Кроме того, сей господин, как специалист, осматривал корабль, везущий всю эту уйму людей, приходил в восторг от навигационных качеств судна, любовался его оборудованием и заявлял, что среди всего, когда-либо
Человек неизвестной национальности, полиглот, как бы по роду службы изучивший идиомы всех языков, он говорил по-французски с легким немецким акцентом, по-английски с интонациями, свойственными жителям Средиземноморья, а по-голландски изъяснялся так, как будто это был его родной язык. Китайским же он владел, на удивление кули, с редким для белых совершенством.
Что же касается его товарища по несчастью, механика, то это был американец безо всяких особых примет; крепко пил, жевал табак и, всюду выискивая куски древесины, что-то из них вырезал складным ножом. Жил он вместе со старшинским составом и время от времени захаживал в машинное отделение, как человек, тоскующий по запаху пара и угля…
Итак, накануне катастрофы все было спокойно. Сыны Поднебесной империи вели себя тихо; в урочное время курили опиум на палубе и со страстью, присущей их расе, играли в кубрике [285] в азартные игры. Вечером перед самым заходом солнца «Годавери» подала обычные условные сигналы, указывающие маршрут. Сигналы приняты. Ничего нового. Счастливой вахты!

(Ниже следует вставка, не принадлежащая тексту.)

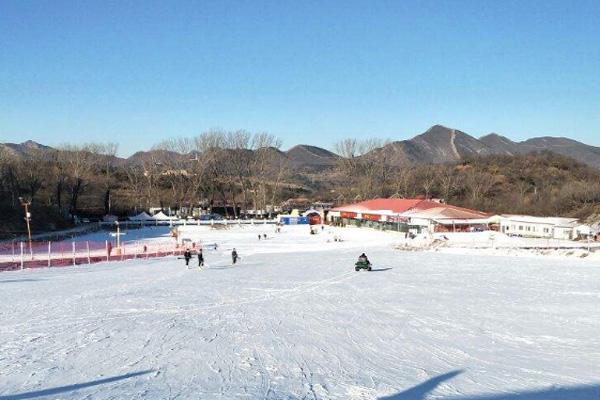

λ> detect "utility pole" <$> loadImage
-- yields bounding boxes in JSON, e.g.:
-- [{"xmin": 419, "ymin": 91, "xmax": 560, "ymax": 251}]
[{"xmin": 19, "ymin": 197, "xmax": 33, "ymax": 254}]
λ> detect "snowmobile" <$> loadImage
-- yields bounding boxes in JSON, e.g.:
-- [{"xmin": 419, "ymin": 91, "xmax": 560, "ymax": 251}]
[{"xmin": 354, "ymin": 261, "xmax": 371, "ymax": 271}]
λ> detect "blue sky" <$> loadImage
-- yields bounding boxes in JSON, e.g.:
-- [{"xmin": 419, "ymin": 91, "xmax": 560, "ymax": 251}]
[{"xmin": 0, "ymin": 0, "xmax": 600, "ymax": 155}]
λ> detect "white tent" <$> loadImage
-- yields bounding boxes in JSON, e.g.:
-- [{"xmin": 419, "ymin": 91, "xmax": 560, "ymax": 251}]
[
  {"xmin": 129, "ymin": 211, "xmax": 155, "ymax": 221},
  {"xmin": 152, "ymin": 211, "xmax": 176, "ymax": 221}
]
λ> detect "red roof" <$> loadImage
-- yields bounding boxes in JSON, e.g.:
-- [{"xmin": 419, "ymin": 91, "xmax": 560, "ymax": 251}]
[
  {"xmin": 332, "ymin": 199, "xmax": 424, "ymax": 213},
  {"xmin": 332, "ymin": 199, "xmax": 488, "ymax": 218}
]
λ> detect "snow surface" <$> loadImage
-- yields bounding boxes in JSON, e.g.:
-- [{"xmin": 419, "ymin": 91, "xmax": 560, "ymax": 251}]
[{"xmin": 0, "ymin": 226, "xmax": 600, "ymax": 400}]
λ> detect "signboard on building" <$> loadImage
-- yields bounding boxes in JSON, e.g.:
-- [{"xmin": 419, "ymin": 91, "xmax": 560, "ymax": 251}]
[
  {"xmin": 387, "ymin": 215, "xmax": 408, "ymax": 224},
  {"xmin": 362, "ymin": 213, "xmax": 381, "ymax": 222},
  {"xmin": 281, "ymin": 217, "xmax": 308, "ymax": 225}
]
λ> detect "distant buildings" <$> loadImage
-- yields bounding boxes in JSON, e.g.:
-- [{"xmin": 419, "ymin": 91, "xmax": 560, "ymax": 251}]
[
  {"xmin": 499, "ymin": 215, "xmax": 592, "ymax": 240},
  {"xmin": 327, "ymin": 199, "xmax": 593, "ymax": 240},
  {"xmin": 327, "ymin": 199, "xmax": 490, "ymax": 233}
]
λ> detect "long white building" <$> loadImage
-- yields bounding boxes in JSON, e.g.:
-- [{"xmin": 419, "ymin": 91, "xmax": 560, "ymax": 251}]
[{"xmin": 500, "ymin": 215, "xmax": 592, "ymax": 240}]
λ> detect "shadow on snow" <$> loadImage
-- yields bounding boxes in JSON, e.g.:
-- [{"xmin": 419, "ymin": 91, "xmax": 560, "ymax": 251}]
[
  {"xmin": 0, "ymin": 370, "xmax": 152, "ymax": 400},
  {"xmin": 379, "ymin": 370, "xmax": 600, "ymax": 400}
]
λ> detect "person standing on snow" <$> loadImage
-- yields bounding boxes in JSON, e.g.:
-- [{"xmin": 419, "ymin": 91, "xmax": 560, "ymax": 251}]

Опустилась ночь. Капитан «Инда» — с утра на ногах. После ужина в обществе первого помощника и офицера, потерпевшего кораблекрушение, его сильно клонит ко сну. Гостя тоже охватывает непреодолимая сонливость, и он, безостановочно зевая, уходит в свою каюту.
285
Кубрик — общее помещение для команды корабля
Может быть, впервые с момента отплытия первый помощник пренебрег своей ежевечерней обязанностью обойти дозором грузовые отсеки. Должно быть, он был не прав, когда, вместе с капитаном, причастился из нескольких запыленных бутылок, извлеченных из кладовки, от которой даже у старшего кока не было ключа. На этих широтах стояла такая жара, а старое бордоское [286] имело такой изысканный аромат…
И что же? Разве сонливость потерпевшего кораблекрушение была притворством? Тогда почему он не уснул в ожидании своего товарища, который, стараясь быть незамеченным, прошмыгнул к нему в каюту? И о чем они так долго и тихо беседуют?
286
Бордоское вино — вино с виноградников близ города Бордо во Франции
Спустя некоторое время механик ушел, пряча под бушлатом увесистый пакет. Он пришел в помещение, где размещался старшинский состав, там находились боцманы, не занятые на вахте. Принесенный пакет содержал несколько бутылок ужасного пойла под названием бренди, столь высоко ценимого моряками всех стран и на всех географических широтах — от Полярного круга до экватора.
Бренди, которое, казалось бы, не стоило пить в такую жару, да еще и в такое позднее время, было встречено с радостью. Откуда? Это никого не заботило. Лишь бы отведать сей благословенный напиток. Если начальство позволяет себе пропустить рюмочку, почему бы подчиненным не взять с него пример? Ничего дурного в этом нет.
Естественно, принесенному механиком бренди воздали должное, и попойка продолжалась допоздна. Но вот что странно: слывший любителем не только табака, но и спиртного, механик всякий раз, подымая, как это бывает с алкоголиками, бережно, двумя руками железную кварту, торопился поднести ее под подбородок и незаметно опорожнить содержимое за ворот шерстяной рубахи. Такой оригинальный способ выпивать свидетельствовал о некотором недоверии к содержимому «божественной бутылки». Однако боцманам «Инда» не было нужды присматриваться к тому, каким образом напивается новый товарищ. Несмотря на разительное сходство с серной кислотой, бренди было напитком, без труда вливавшимся в их луженые глотки.